2.0.8Random Schrödinger Operators, Localization and Delocalization, and all that

Abel Klein

UC, Irvine aklein@math.uci.edu

In the widely accepted picture of the spectrum of a random Schrödinger operator in three or more dimensions, there is a transition from an insulator region, characterized by “localized states”, to a very different metallic region, characterized by “extended states”. The energy at which this metal-insulator transition occurs is called the mobility edge. The standard mathematical interpretation of this picture translates “localized states” as pure point spectrum with exponentially decaying eigenstates (Anderson localization) and “extended states” as absolutely continuous spectrum.

Forty some years have passed since Anderson’s seminal article but our mathematical understanding of this picture is still unsatisfactory and one-sided: the occurrence of Anderson localization is by now well established, but with the exception of the special case of the Anderson model on the Bethe lattice, there are no mathematical results on the existence of continuous spectrum and a metal-insulator transition.

In this lecture I will first review localization, including the recent proofs of localization for the Bernoulli-Anderson Hamiltonian (Bourgain and Kenig) and for the Poisson Hamiltonian (Germinet, Hislop and Klein).

I will then present an approach to the metal-insulator transition based on dynamical (i.e., transport) instead of spectral properties (Germinet and Klein). Here transport refers to the rate of growth, with respect to time, of moments of a wave packet initially localized both in space and energy. The region of dynamical localization is

Appendix: Complete List of Abstracts

833

defined to be the spectral region where the random Schrödinger operator exhibits strong dynamical localization, and hence no transport. The region of dynamical delocalization is the spectral region with nontrivial transport. There is a natural definition of a dynamical metal-insulator transition and of a dynamical mobility edge. We proved a structural result on the dynamics of Anderson-type random operators: at a given energy there is either dynamical localization or dynamical delocalization with a nonzero minimal rate of transport. The region of dynamical localization turns out to be the analogue for random operators of Dobrushin-Shlosman’s region of complete analyticity for classical spin systems, and may be called the region of complete localization.
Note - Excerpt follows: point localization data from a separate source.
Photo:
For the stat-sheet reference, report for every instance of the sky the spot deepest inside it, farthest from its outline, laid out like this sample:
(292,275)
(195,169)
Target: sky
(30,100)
I will close with the proof of the occurrence of this dynamical metal-insulator transition in random Landau Hamiltonians (Germinet, Schenker and Klein). More precisely, we show the existence of dynamical delocalization for random Landau Hamiltonians near each Landau level, which combined with the known dynamical localization at the edges of each disordered-broadened Landau band, implies the existence of at least one dynamical mobility edge in each Landau band.

2.0.9 Perelman’s Work on the Geometrization Conjecture

Bruce Kleiner

Yale bruce.kleiner@yale.edu

The lecture will discuss the Ricci flow approach to Geometrization.

2.0.10 Trying to Characterize Robust and Generic Dynamics

Enrique Ramiro Pujals

IMPA, Rio de Janeiro enrique@impa.br

If we consider that the mathematical formulation of natural phenomena always involves simplifications of the physical laws, real significance of a model may be accorded only to those properties that are robust under perturbations. In loose terms, robustness means that some main features of a dynamical system (an attractor, a given geometric configuration, or some form of recurrence, to name a few possibilities) are shared by all nearby systems.

In the talk, we will explain the structure related to the presence of robust phenomena and the universal mechanisms that lead to lack of robustness. Providing a conceptual framework, the goal is to show how this approach helps to describe “generic” dynamics in the space of all dynamical systems.